Friday, July 15, 2011


I seem to have hit some sort of wall with the whole bike riding thing. All week I've been trying to break through an average speed of 12mph and cannot seem to get past it. I suspect it's one of those pesky physics things that have to do with air resistance, or at least that's what I keep telling myself. It can't possibly have anything to do with the extra 40 pounds around my still-rather-squishy center. (I've been called many things in my life; aerodynamic has never been one of them.) Or that I'm not 15 years old anymore like I was when I rode my bike 30 miles round trip to and from summer soccer practice five days a week. Nah. It's physics. Yea. That's it.

Not much else going on other than me trying to get the whole Tax Geek thing going and Debbie working. That's mainly due to summer weather in Florida. The 10-day forecast never changes; high in the 90's, humidity at 100%, scattered thunderstorms from 3-7pm. Every. Single. Day. We are currently planning to venture out somewhere on Debbie's day off next week. We'll see if we actually do it, or if we chicken out and stay in for a Sliders marathon. The stereotypical lethargy of southerners isn't a character flaw; it's a survival mechanism.

A woman rams the vehicle of someone she thinks is Casey Anthony causing her vehicle to roll over twice. Looking at the photos of the victim and Casey Anthony, I can't see any resemblance other than they are both white females with dark hair. And the attack happened in Oklahoma which, unless they moved it recently, is a fair distance from Florida. The police suspect drugs may have been involved. May?

Do you ever feel like the people who run things are completely out of touch with reality?

According to the Times' "cold hard math," this [living on $500,000 per year] is virtually untenable given expenses that include $32,000-a-kid private school bills, $96,000-a-year mortgages, $96,000-a-year co-op maintenance fees, $45,000-a-year nanny tabs and, of course, the undebatable requirement that very rich people take "at least two vacations a year, a winter trip to the sun and a spring trip to the ski slopes." And mind you, the Times was quick to inform us, this doesn't even include other "prerequisites" to living in New York City like "restaurants, dry cleaning... kennels for the dog when the family is away, summer camp, spas and other grooming" and $1,000 suits from Brooks Brothers.

Median household income in New York City is $38,000. I'm pretty sure their idea of necessary expenses doesn't include private schools, nannies, or Aspen ski trips. No fracking clue.

Ten reasons why we are already circling the drain of the next financial crisis.
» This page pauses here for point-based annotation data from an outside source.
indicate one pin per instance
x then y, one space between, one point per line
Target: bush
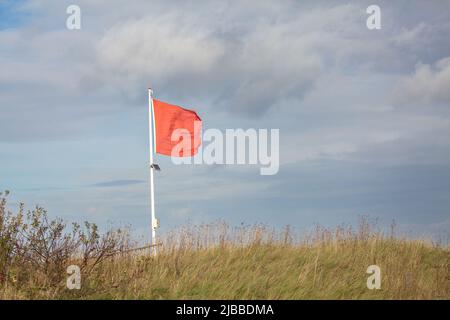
36 250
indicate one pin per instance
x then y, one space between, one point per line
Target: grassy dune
218 262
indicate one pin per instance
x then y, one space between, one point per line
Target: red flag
178 130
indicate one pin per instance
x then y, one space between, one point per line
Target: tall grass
216 261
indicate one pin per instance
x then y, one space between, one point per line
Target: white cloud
430 84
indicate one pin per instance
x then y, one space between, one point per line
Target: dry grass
255 262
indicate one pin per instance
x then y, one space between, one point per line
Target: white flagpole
151 133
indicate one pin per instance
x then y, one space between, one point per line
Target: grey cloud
117 183
429 85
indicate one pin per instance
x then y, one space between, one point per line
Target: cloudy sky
364 115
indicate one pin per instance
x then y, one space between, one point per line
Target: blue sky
363 115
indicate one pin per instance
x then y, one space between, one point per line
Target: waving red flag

I can't think of anything to add.

Geithner says that the hard times will continue for many. Not for him, of course, or any of his buddies at Goldman Sachs. Just us little people. Thanks for the sentiment Timmy, but it don't buy my increasingly-expensive groceries.
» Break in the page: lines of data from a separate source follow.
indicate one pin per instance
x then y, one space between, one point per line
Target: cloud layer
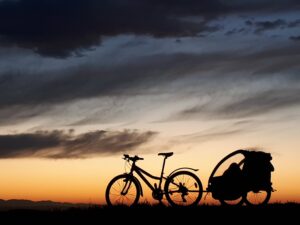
59 28
58 144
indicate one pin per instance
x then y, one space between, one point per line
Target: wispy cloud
81 24
60 144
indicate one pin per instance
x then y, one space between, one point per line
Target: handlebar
134 158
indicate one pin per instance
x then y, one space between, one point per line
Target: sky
84 81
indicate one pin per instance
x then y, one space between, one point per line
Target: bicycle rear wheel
122 190
260 197
183 188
Minnesota is still shut down. The world hasn't ended and I don't see mushroom clouds or dead bodies stacked like cord wood in the streets of St. Paul. Which tells me Minnesota could probably get by on a lot less government. That's likely true of other states as well in spite of the breathless articles about cuts to the number of state employees that reduces the number of jobs back to those horrifying times in the early 2000's. Because government must always expand. Budgets, laws, taxes and debt  are all one-way ratchets that can only be increased. Suggesting otherwise makes you Hitler.

Well, I need to go study for the Enrolled Agent exam. I received the materials Wednesday and started working through the stuff for the first of the three tests. It's supposed to take 100 or so hours of study for each test, and I only have about 8 in so far. Don't expect much from me for the next few months.